If you installed everything as described above without the minimal flag, you should now be ready to go.

npm run run:all

This will start up all of your applications in parallel. If you followed my example above:

  • Shell: http://localhost:4200
  • MFE1: http://localhost:4210
  • MFE2: http://localhost:4220
  • MFE3: http://localhost:4230

As you can see, you can still run each micro frontend independently from the shell if you wish.

If you add more micro frontends in the future, you'll need to update your micro frontend configuration:

// micro-frontends.ts
import { MicroFrontend } from 'ng-module-federation';

export const microFrontends: MicroFrontend[] = [
  {
    remoteEntry: 'http://localhost:4210/remoteEntry.js',
    remoteName: 'mfe1',
    routePath: 'mfe1',
  },
  {
    remoteEntry: 'http://localhost:4220/remoteEntry.js',
    remoteName: 'mfe2',
    routePath: 'mfe2',
  },
  {
    remoteEntry: 'http://localhost:4230/remoteEntry.js',
    remoteName: 'mfe3',
    routePath: 'mfe3',
  },
];

These values are dynamically pulled into your main.ts file and your app-routing.module.ts file.

Minimal

If you did a minimal install, you'll have to do some configuration yourself. In your micro frontend applications, you'll need a module to use as your entrypoint that is NOT your AppModule.

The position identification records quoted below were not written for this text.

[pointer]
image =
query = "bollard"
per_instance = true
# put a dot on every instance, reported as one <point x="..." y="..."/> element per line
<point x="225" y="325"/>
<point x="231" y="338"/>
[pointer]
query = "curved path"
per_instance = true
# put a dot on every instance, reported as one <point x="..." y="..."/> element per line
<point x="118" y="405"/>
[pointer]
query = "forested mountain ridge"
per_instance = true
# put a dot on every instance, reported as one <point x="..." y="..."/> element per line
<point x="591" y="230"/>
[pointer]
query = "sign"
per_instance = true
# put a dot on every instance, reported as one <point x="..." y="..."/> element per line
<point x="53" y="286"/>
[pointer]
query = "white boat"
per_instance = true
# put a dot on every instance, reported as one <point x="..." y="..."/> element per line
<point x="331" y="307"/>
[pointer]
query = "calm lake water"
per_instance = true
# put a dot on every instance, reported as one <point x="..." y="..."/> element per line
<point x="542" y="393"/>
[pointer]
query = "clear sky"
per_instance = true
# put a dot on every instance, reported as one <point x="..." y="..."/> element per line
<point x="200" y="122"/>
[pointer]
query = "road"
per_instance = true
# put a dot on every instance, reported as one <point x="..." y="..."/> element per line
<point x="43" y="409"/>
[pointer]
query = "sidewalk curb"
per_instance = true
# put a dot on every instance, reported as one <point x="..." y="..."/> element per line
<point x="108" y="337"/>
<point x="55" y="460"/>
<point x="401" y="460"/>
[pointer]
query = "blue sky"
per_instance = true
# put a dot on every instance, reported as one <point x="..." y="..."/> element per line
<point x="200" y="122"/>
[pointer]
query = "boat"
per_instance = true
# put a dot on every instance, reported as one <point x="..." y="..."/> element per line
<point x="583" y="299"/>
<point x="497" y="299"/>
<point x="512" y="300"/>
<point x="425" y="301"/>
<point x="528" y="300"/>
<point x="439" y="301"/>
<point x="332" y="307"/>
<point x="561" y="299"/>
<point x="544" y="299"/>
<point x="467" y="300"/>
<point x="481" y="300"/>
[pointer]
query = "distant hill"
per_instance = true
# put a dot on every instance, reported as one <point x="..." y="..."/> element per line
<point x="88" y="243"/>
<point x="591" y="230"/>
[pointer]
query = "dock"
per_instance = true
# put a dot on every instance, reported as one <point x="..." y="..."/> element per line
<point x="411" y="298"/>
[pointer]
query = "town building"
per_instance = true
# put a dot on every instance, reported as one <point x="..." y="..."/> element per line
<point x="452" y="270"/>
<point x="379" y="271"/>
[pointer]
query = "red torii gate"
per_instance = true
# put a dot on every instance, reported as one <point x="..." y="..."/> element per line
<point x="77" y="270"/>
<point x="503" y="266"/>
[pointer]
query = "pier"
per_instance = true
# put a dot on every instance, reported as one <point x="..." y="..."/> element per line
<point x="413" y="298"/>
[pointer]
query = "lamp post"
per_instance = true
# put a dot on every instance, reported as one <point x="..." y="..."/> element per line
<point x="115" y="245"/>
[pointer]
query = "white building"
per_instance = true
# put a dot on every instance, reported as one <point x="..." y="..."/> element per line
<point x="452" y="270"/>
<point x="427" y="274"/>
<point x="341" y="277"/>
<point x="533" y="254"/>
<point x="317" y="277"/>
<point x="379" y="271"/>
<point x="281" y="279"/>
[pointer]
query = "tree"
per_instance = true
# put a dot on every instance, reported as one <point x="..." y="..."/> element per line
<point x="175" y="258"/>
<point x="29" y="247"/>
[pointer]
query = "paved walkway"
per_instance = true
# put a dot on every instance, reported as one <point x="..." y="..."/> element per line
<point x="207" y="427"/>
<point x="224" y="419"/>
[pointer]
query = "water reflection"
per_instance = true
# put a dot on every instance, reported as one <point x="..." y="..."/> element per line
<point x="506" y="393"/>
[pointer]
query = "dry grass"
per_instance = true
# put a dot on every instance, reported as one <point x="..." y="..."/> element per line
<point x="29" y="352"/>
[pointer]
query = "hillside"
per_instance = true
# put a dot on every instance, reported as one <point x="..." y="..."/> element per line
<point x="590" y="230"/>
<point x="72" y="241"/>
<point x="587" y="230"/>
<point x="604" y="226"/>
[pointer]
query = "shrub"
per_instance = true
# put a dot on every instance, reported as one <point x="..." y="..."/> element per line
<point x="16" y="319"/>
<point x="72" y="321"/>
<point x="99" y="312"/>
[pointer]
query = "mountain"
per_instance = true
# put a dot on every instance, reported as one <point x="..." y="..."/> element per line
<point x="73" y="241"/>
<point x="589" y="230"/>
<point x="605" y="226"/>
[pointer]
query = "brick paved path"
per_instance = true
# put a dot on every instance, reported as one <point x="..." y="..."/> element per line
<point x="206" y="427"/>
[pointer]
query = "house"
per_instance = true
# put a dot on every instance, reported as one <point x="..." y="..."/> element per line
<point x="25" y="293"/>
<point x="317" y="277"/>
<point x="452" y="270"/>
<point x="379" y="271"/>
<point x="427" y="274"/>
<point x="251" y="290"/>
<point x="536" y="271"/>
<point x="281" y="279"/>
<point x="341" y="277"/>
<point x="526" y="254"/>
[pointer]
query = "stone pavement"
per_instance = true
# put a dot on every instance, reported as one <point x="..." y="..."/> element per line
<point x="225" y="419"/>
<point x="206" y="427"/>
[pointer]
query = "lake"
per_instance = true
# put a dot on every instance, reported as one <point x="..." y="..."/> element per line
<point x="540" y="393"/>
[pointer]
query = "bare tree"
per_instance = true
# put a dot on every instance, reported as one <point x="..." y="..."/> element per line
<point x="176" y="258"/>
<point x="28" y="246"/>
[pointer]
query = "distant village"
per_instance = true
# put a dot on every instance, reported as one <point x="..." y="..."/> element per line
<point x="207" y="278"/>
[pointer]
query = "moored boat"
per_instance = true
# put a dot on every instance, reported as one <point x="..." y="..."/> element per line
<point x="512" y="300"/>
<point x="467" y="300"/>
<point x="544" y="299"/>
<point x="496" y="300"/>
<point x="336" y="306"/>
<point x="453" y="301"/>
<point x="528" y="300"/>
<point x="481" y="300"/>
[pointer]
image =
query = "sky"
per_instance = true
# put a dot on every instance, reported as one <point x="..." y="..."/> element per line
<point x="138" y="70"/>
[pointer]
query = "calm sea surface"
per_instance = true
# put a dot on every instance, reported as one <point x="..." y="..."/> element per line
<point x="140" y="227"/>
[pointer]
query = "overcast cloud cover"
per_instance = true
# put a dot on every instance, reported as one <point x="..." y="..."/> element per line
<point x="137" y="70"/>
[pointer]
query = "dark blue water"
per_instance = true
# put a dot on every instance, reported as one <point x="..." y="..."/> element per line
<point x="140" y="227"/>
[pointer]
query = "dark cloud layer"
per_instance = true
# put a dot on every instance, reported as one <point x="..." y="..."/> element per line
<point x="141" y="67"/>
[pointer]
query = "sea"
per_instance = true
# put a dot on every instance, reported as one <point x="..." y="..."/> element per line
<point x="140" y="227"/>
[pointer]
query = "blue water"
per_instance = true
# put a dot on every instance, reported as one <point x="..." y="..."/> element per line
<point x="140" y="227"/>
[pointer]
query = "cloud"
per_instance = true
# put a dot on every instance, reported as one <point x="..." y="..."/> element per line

This module should have a router and a component that is defined for your root path, like so:

// mfe-routing.module.ts
import { NgModule } from '@angular/core';
import { RouterModule, Routes } from '@angular/router';

import { Mfe1Component } from './mfe1.component';

const routes: Routes = [{ component: Mfe1Component, path: '' }];

@NgModule({
  exports: [RouterModule],
  imports: [RouterModule.forChild(routes)],
})
export class MfeRoutingModule { }
// mfe.module.ts
import { NgModule } from '@angular/core';
import { CommonModule } from '@angular/common';

import { MfeRoutingModule } from './mfe-routing.module';
import { Mfe1Component } from './mfe1/mfe1.component';

@NgModule({
  declarations: [Mfe1Component],
  imports: [
    CommonModule,
    MfeRoutingModule,
  ]
})
export class MfeModule { }

Then, in your shell, you'll need to define your routes that point to the micro frontends:

// app-routing.module.ts
import { NgModule } from '@angular/core';
import { RouterModule, Routes } from '@angular/router';
import { createMicroFrontendRoute } from 'ng-module-federation';

import { microFrontends } from '../micro-frontends';

const routes: Routes = [
  ...createMicroFrontendRoutes(microFrontends),
];

@NgModule({
  exports: [RouterModule],
  imports: [RouterModule.forRoot(routes)],
})
export class AppRoutingModule { }

Lastly, simply create some navigation links that point to these routes:

<nav>
  <ul>
    <li><a routerLink="/mfe1">MFE1</a></li>
    <li><a routerLink="/mfe2">MFE2</a></li>
    <li><a routerLink="/mfe3">MFE3</a></li>
  </ul>
</nav>

Development

Build

Run npm run build to build the project and schematics.

Running unit tests

Run npm run test to execute the unit tests.

Running schematics tests

Run npm run test:schematics to execute the schematics tests.

Running end-to-end tests

Run npm run e2e to execute the end-to-end tests.

If you want to use a headless browser, use npm run e2e:headless instead.

Running the tester app

The workspace includes a tester application that can be used to test out features of the SDK. Run this using ng serve mfe-tester and browse to http://localhost:4200.

Contributing

We appreciate feedback and contribution to this repo! Feel free to submit a pull request and we will work with you to get it reviewed and merged.

Support + Feedback

For support or to provide feedback, please raise an issue on our issue tracker.

License

This project is licensed under the MIT license. See the LICENSE file for more info.